In this model, the negative binomial distribution arises from a gamma-Poisson mixture distribution. Uninformative priors were used for the parameters of the gamma distribution. The posterior distribution of the zero-inflation parameter is shown in Fig. 2.

### Extending the ZINB model

A zero-inflation model does not determine which animals are exposed and resistant (as opposed to unexposed). The classical ZINB model was therefore extended to accommodate IgA data as additional information for the animal status, i.e. infected or not recently infected. The animal status is calculated as,

$$ \mathrm{Status}=\Big\{\begin{array}{l}0;\kern1em \mathrm{not}\kern0.28em \mathrm{recently}\kern0.28em \mathrm{infected}\kern1em \mathrm{with}\kern0.28em \mathrm{probability}\kern0.28em 1-{P}^{\exp },\kern1em \\ {}1;\kern1em \mathrm{infected}\kern6em \mathrm{with}\kern0.28em \mathrm{probability}\kern0.28em {P}^{\exp}\end{array}\kern1em \operatorname{} $$

(2)

where status = 0 means that the animal has not been recently infected and status = 1 means that the animal is infected. *P* is the probability of being recently exposed and is equivalent to one minus the zero-inflation parameter. The raw egg counts (FEC/15) were used and it is assumed that for each animal *i*, the number of eggs counted arises from the following,

$$ \mathsf{Negg}{\mathsf{s}}_i\sim \Big\{\begin{array}{l}0\kern6em \mathrm{if}\kern0.28em \mathrm{Status}=0,\kern1em \\ {}\mathrm{Poisson}\left({\uplambda}_i\right)\kern1.48em \mathrm{if}\kern0.28em \mathrm{Status}=1\end{array}\kern1em \operatorname{} $$

(3)

where *λ*
_{
i
} is the number of eggs arising from the gamma distribution (equation 4).
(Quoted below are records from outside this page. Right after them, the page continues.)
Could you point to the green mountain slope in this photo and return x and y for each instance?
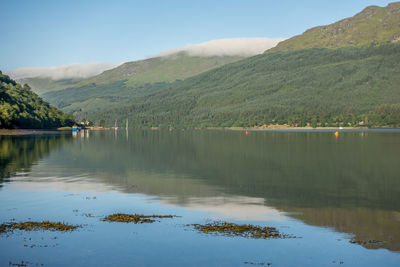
(114, 88)
(160, 69)
(320, 86)
(372, 25)
(22, 108)
(43, 85)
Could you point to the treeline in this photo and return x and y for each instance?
(318, 87)
(22, 108)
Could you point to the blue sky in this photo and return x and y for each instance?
(50, 33)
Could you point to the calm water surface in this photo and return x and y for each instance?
(324, 190)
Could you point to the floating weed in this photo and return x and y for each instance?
(135, 218)
(24, 263)
(258, 263)
(245, 230)
(368, 243)
(36, 226)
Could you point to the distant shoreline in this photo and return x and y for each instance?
(11, 132)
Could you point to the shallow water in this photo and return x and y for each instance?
(323, 190)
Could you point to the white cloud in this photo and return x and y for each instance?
(228, 47)
(75, 70)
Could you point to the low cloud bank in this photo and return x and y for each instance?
(228, 47)
(75, 70)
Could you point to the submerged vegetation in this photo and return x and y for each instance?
(37, 226)
(244, 230)
(135, 218)
(22, 108)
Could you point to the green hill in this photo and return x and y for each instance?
(330, 75)
(43, 85)
(373, 25)
(160, 69)
(349, 86)
(115, 87)
(22, 108)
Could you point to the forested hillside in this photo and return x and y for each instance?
(347, 73)
(372, 25)
(22, 108)
(347, 86)
(41, 85)
(115, 87)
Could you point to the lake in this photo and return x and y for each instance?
(336, 198)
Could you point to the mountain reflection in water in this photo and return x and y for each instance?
(348, 183)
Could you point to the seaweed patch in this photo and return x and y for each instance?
(135, 218)
(244, 230)
(37, 226)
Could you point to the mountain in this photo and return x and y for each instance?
(41, 85)
(329, 76)
(169, 68)
(115, 87)
(22, 108)
(372, 25)
(332, 87)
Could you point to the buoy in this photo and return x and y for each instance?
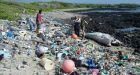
(74, 36)
(47, 64)
(68, 66)
(78, 51)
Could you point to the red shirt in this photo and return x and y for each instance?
(39, 18)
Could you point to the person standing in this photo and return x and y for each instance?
(77, 22)
(39, 20)
(31, 24)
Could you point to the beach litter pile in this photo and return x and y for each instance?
(58, 51)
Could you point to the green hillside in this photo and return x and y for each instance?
(9, 10)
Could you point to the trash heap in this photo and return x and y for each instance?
(59, 52)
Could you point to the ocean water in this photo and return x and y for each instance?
(87, 1)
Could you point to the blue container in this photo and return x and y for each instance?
(90, 63)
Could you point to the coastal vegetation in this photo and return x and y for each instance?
(10, 10)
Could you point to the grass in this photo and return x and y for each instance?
(9, 10)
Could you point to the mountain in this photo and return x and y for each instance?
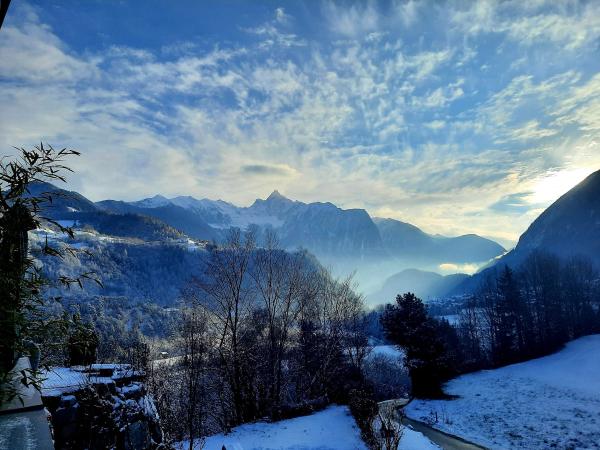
(425, 285)
(407, 242)
(568, 227)
(330, 232)
(323, 228)
(175, 216)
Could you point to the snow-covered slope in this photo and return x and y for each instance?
(547, 403)
(331, 429)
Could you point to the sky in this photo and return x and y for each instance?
(458, 117)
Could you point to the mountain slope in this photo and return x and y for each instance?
(177, 217)
(405, 241)
(70, 207)
(568, 227)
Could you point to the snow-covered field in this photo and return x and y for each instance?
(331, 429)
(547, 403)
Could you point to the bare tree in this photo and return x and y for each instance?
(194, 345)
(281, 281)
(226, 291)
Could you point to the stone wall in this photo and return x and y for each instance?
(101, 406)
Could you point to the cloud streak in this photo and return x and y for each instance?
(425, 112)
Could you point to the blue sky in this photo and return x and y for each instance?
(455, 116)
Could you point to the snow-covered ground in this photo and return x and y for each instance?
(390, 351)
(550, 402)
(331, 429)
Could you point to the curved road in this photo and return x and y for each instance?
(444, 440)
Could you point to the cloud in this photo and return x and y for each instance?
(382, 116)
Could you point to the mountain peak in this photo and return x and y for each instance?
(152, 202)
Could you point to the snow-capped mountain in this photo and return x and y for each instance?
(330, 232)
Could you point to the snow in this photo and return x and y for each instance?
(549, 402)
(331, 429)
(62, 380)
(67, 223)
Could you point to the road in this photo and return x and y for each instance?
(444, 440)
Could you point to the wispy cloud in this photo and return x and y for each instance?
(415, 110)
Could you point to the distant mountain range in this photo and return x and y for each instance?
(324, 229)
(380, 250)
(569, 227)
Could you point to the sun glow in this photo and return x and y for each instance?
(554, 184)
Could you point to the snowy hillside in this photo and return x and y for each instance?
(550, 402)
(331, 429)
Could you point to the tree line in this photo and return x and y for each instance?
(263, 333)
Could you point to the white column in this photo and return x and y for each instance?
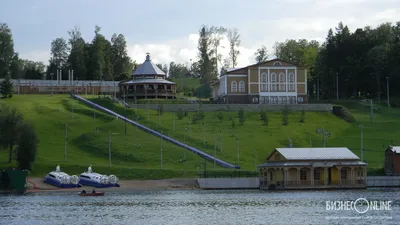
(312, 176)
(268, 81)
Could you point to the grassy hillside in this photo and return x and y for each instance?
(50, 114)
(256, 140)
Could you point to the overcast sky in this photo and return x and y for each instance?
(168, 29)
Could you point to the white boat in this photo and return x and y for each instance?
(61, 179)
(91, 178)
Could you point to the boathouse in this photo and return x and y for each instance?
(392, 161)
(312, 168)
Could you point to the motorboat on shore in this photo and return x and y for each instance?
(92, 194)
(90, 178)
(61, 179)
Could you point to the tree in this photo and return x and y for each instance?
(10, 120)
(241, 116)
(6, 50)
(96, 67)
(285, 116)
(6, 87)
(77, 57)
(216, 38)
(59, 52)
(234, 42)
(302, 116)
(261, 54)
(264, 117)
(180, 114)
(220, 115)
(206, 66)
(27, 146)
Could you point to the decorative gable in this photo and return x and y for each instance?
(277, 63)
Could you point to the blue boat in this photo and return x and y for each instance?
(61, 179)
(93, 179)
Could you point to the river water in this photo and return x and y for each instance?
(200, 207)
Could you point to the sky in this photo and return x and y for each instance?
(168, 29)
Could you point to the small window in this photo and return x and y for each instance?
(242, 86)
(291, 82)
(303, 174)
(233, 86)
(343, 174)
(317, 174)
(273, 81)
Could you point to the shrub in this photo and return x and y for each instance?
(220, 115)
(180, 114)
(285, 116)
(264, 117)
(343, 113)
(302, 116)
(241, 116)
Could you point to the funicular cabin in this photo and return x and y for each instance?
(148, 81)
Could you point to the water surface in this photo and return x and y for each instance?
(196, 207)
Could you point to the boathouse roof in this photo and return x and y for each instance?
(340, 153)
(148, 68)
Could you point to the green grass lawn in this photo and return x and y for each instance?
(49, 114)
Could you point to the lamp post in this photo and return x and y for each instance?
(94, 118)
(387, 89)
(337, 86)
(173, 120)
(184, 141)
(204, 135)
(161, 149)
(237, 151)
(324, 133)
(65, 143)
(215, 150)
(362, 142)
(220, 134)
(109, 146)
(137, 133)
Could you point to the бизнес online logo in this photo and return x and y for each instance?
(360, 205)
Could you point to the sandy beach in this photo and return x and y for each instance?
(37, 185)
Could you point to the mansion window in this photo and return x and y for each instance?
(233, 86)
(343, 174)
(282, 82)
(242, 86)
(282, 100)
(291, 82)
(273, 81)
(303, 174)
(273, 100)
(264, 82)
(317, 174)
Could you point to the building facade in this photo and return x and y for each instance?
(392, 161)
(312, 168)
(271, 82)
(148, 81)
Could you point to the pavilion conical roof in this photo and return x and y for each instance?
(148, 68)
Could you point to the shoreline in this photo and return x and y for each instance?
(36, 185)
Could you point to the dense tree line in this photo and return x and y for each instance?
(349, 64)
(99, 59)
(10, 63)
(18, 137)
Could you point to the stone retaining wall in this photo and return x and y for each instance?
(236, 107)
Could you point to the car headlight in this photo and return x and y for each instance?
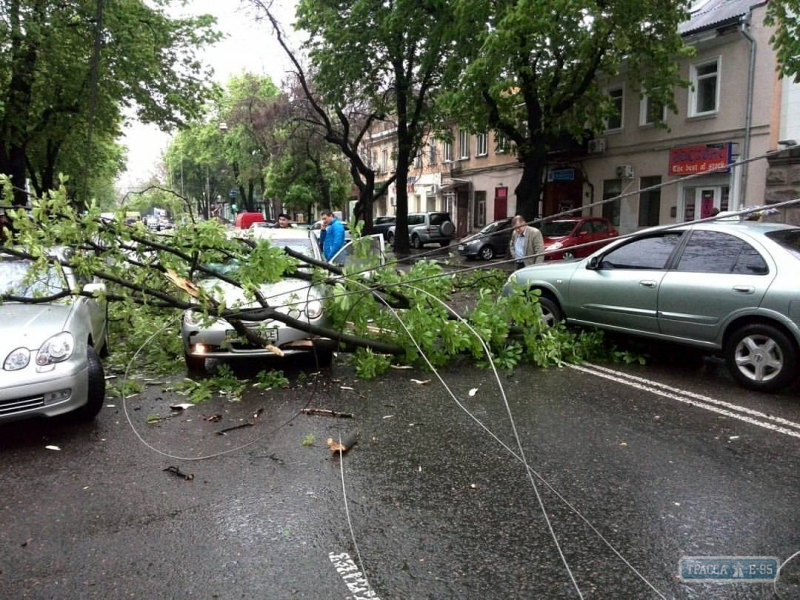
(18, 359)
(313, 309)
(190, 318)
(57, 349)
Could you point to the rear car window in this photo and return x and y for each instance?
(647, 253)
(789, 239)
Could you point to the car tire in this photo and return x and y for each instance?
(761, 357)
(551, 311)
(195, 365)
(96, 395)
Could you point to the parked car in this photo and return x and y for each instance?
(382, 224)
(489, 242)
(727, 287)
(49, 350)
(562, 237)
(215, 338)
(245, 220)
(427, 228)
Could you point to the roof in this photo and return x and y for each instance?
(718, 13)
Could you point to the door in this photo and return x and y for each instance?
(622, 291)
(500, 203)
(718, 275)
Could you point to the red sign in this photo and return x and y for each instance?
(699, 159)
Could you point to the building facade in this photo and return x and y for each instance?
(735, 110)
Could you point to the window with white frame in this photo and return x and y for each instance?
(651, 111)
(501, 143)
(482, 144)
(704, 93)
(617, 96)
(447, 152)
(463, 144)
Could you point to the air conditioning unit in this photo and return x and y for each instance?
(597, 146)
(625, 172)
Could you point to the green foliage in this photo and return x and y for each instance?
(147, 63)
(267, 380)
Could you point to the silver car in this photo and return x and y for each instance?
(728, 287)
(49, 350)
(208, 338)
$$ {\uplambda}_i\sim \mathrm{gamma}\left(\mathrm{shape},\;\mathrm{rate}\right) $$

(4)

with the shape and the rate parameters of the gamma being calculated by the model. Similarly the IgA data can be partitioned in 2 gamma distributions (equation 5) based on the animal status.

$$ {\mathrm{IgA}}_i\sim \left\{\begin{array}{l}\mathrm{gamma}\left({\mathrm{sh}}_1,{\mathrm{rt}}_1\right)\kern2em \mathrm{if}\;\mathrm{Status}=0,\hfill \\ {}\mathrm{gamma}\left({\mathrm{sh}}_2,{\mathrm{rt}}_2\right)\kern2em \mathrm{if}\;\mathrm{Status}=1\hfill \end{array}\right. $$

(5)

with sh_{1}, sh_{2}, rt_{1} and rt_{2} being the two shapes and two rates respectively that parametrize the two gamma distributions. In the model, samples are drawn for sh_{1} and sh_{2} as well as for mn_{1} and mn_{2}, which are the two means of the two gamma distributions. The rates are calculated by rate = shape/mean and the mean for the animals not recently infected (mn_{1}) is always smaller than the mean of the infected (mn_{2}). The fully annotated R code of the model is given in the Additional file 2.
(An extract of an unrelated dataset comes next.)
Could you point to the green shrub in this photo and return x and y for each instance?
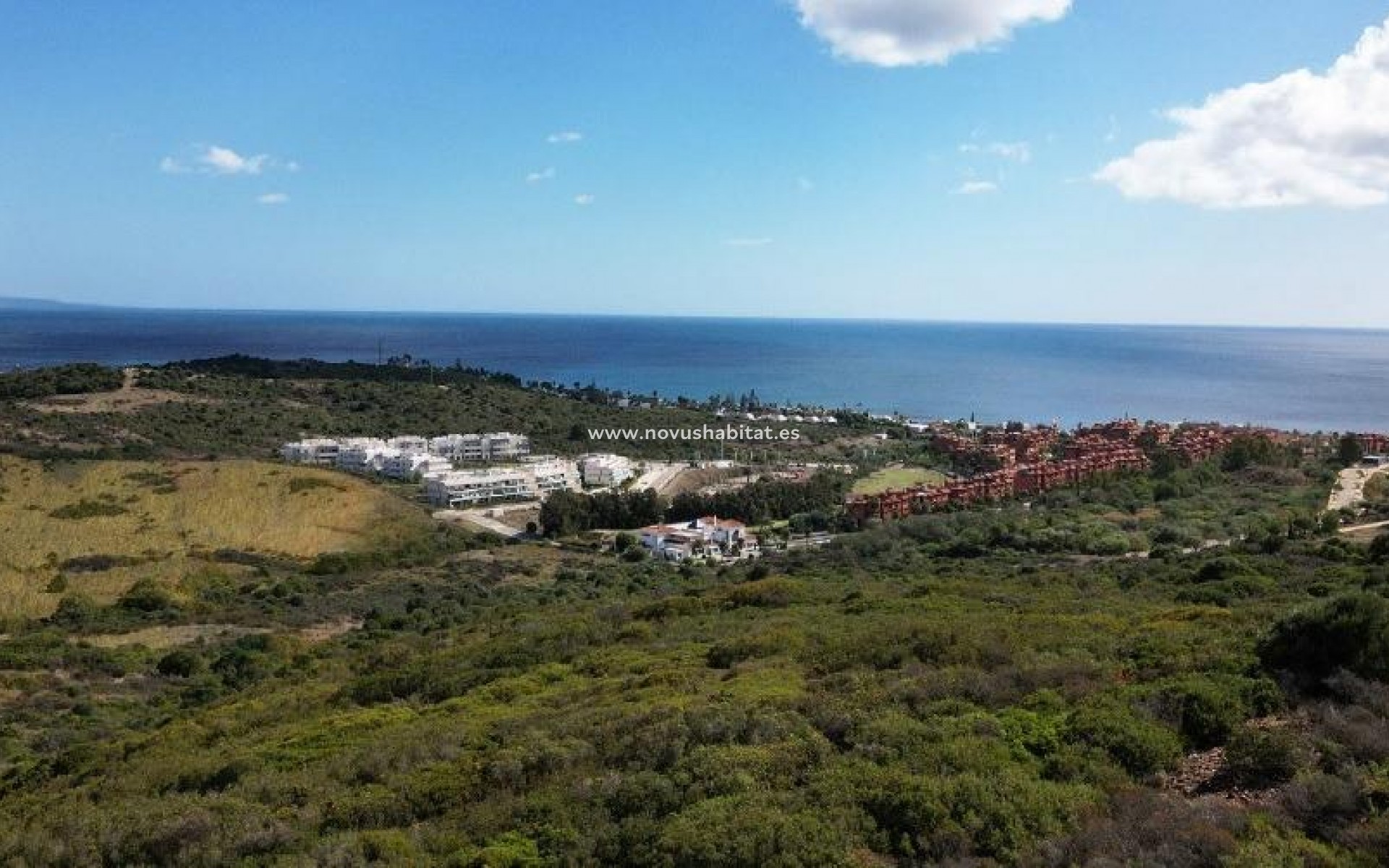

The number of iterations sampled was 50,000, with the first 5,000 being discarded (burn in), and assessed convergence with the Gelman-Rubin statistic from the ‘*coda*’ package [25] being under 1.05.
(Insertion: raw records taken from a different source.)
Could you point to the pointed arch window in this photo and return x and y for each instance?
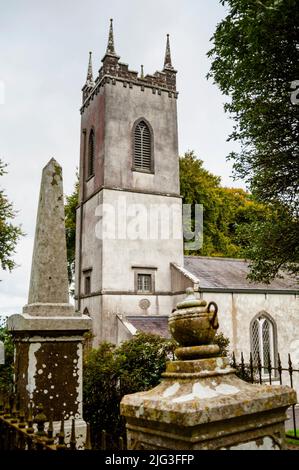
(143, 147)
(264, 341)
(91, 154)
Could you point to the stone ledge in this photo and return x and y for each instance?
(25, 322)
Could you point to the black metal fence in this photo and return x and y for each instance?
(254, 372)
(20, 432)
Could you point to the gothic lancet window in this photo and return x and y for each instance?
(143, 154)
(90, 154)
(263, 341)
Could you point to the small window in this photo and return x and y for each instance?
(87, 285)
(142, 148)
(144, 283)
(91, 152)
(263, 342)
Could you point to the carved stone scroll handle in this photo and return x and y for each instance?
(213, 320)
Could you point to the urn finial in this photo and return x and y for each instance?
(193, 325)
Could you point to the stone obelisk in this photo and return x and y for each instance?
(49, 333)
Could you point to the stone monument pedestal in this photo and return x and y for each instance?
(200, 403)
(49, 333)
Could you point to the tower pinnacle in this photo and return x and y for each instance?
(89, 78)
(167, 60)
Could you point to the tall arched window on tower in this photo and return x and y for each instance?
(263, 338)
(143, 147)
(90, 154)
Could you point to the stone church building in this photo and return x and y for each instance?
(129, 159)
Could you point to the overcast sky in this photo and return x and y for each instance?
(44, 49)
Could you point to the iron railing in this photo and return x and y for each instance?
(255, 372)
(20, 432)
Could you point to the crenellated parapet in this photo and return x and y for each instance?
(113, 70)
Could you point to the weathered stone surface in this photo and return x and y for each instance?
(49, 333)
(49, 282)
(200, 406)
(30, 323)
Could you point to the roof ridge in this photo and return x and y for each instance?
(221, 258)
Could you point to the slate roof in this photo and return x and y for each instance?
(230, 274)
(150, 324)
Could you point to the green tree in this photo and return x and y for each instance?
(228, 212)
(254, 61)
(9, 233)
(70, 228)
(6, 370)
(111, 372)
(225, 210)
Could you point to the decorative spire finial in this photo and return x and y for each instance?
(110, 47)
(89, 78)
(167, 60)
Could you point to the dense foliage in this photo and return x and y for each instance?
(226, 211)
(70, 228)
(6, 370)
(111, 372)
(9, 233)
(254, 62)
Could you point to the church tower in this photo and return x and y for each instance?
(129, 222)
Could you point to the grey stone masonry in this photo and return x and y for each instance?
(49, 281)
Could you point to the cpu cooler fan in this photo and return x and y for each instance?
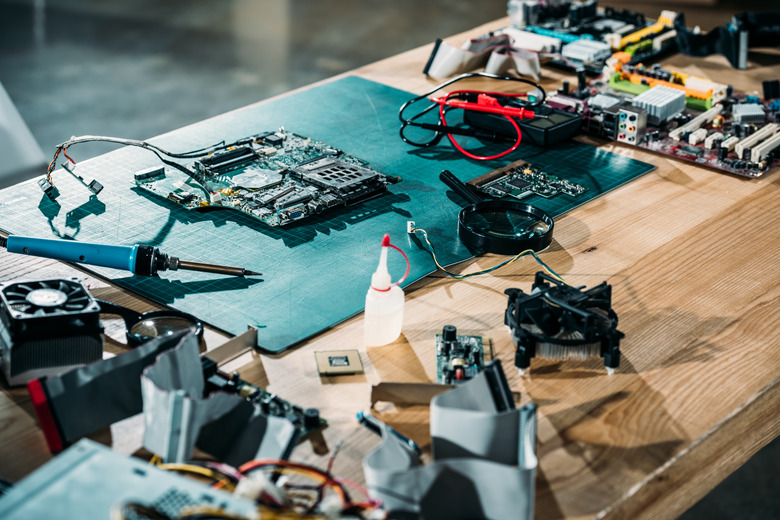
(47, 327)
(558, 321)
Using the realisations of the animal status across the iterations (unexposed animals have status = 0, exposed and infected have status = 1), it is possible to calculate the probability for each animal to be in one status or the other, \( {P}_i^{\exp } \); animals without zero FEC will always be in the infected status. The animals that were estimated to be unexposed, i.e. the animals with status = 0, in each sample of the Markov Chain were excluded from further analyses, allowing the use of simple statistical tools to analyse the remaining dataset for each sample.

### Correlations between phenotypes

Considering FEC, IgA and the realisations of animal status, \( {P}_i^{\exp } \), the Kendall’s rank correlation coefficient was used to estimate the relationships among these three parameters. We used Kendall’s rank because it is an appropriate non-parametric hypothesis test. Correlations were calculated in R, using the ‘*ltm*’ package [26], for each sample of the Markov Chain and the average across the samples is reported below.